You are here
How the Lack of a Primary Key May Effectively Stop the Slave
Most (relational) DBAs and DB application developers know the concept of a primary key ("PK") and what it is good for. However, much too often one still encounters table definitions without a PK. True, the relational theory based on sets does not need a PK, and all operations (insert, select, update, delete) can also be done on tables for which no PK was defined. If performance doesn't matter (or the data volume is small, a typical situation in tests), the lack of a PK does not immediately cause negative consequences.
But recently, we had several customers who (independent of each other) had big tables without a PK in a replication setup which they wanted to delete, and they all suffered severely from that: Their replication did not progress, the slave lag grew larger and larger, and all this without reporting any error. When I say "larger and larger", I mean it: I'm not talking about minutes or even hours, I'm talking about days!
Observations
In all cases, the situation could be summarized as:
- They were running a traditional, asynchronous replication using the "row" format.

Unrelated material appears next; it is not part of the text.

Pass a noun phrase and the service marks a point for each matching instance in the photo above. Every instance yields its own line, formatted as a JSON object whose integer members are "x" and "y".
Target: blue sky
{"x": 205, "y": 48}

- They had a table without PK with many entries, say a million rows.
- This table wasn't needed any more, and someone issued a "delete from T" statement on the master.
- From this moment, the slave did not show any sign of progress: The output of "show slave status \G"
- listed both the IO and the SQL slave thread as running,
- reported the same log positions without any change,
- did not mention any slave error,
- but the slave lag grew in sync with the passing time.
Looking at the slave's machine load, say using "vmstat", you could see a certain amount of CPU load in user mode, possibly some "waiting for IO", and some read IO (group "io", column "bi" = "block input"). Checking with "top", you could see that the MySQL server process was the only significant CPU load, and closer inspection would reveal that it used roughly one CPU core.
(A side remark: The numbers of "vmstat" and "top" are not directly comparable: While "vmstat" reports the overall CPU usage as a percentage of the total available CPU power, "top" reports the CPU usage of the individual processes as the percentage of a single CPU core. So if you had a 4-core machine with only one active process running an infinite loop, "top" would show this process as using 100%, while "vmstat" would report the CPU as running 25% in user mode and being 75% idle. If you don't know it, look at "/proc/cpuinfo" to find the number of CPU cores.)
What was the Issue?
From "top", we could tell that the MySQL server was using one CPU core at full speed. From "vmstat", we could tell that it might access some data from disk, but didn't write any significant amount. This sure looked like an infinite loop or a close relative of it, executed by only one thread.Some of you may have heard that (under some conditions) replication may do a full table scan: This is it!
When the slave has to apply a change (for this discussion: a delete or an update) which is provided in row format, and the table has no PK (or other suitable index), the SQL thread does a full table scan searching for the matching row. Note that it doesn't stop on the first match, but rather continues the scan throughout the rest of the table.
To be honest: I don't understand why it doesn't stop after the first match. I also ran a modified test where some master rows had two matches on the slave (I had duplicated them by "insert select"): The "delete" was still replicated as before, and these additional slave rows were still present after the delete.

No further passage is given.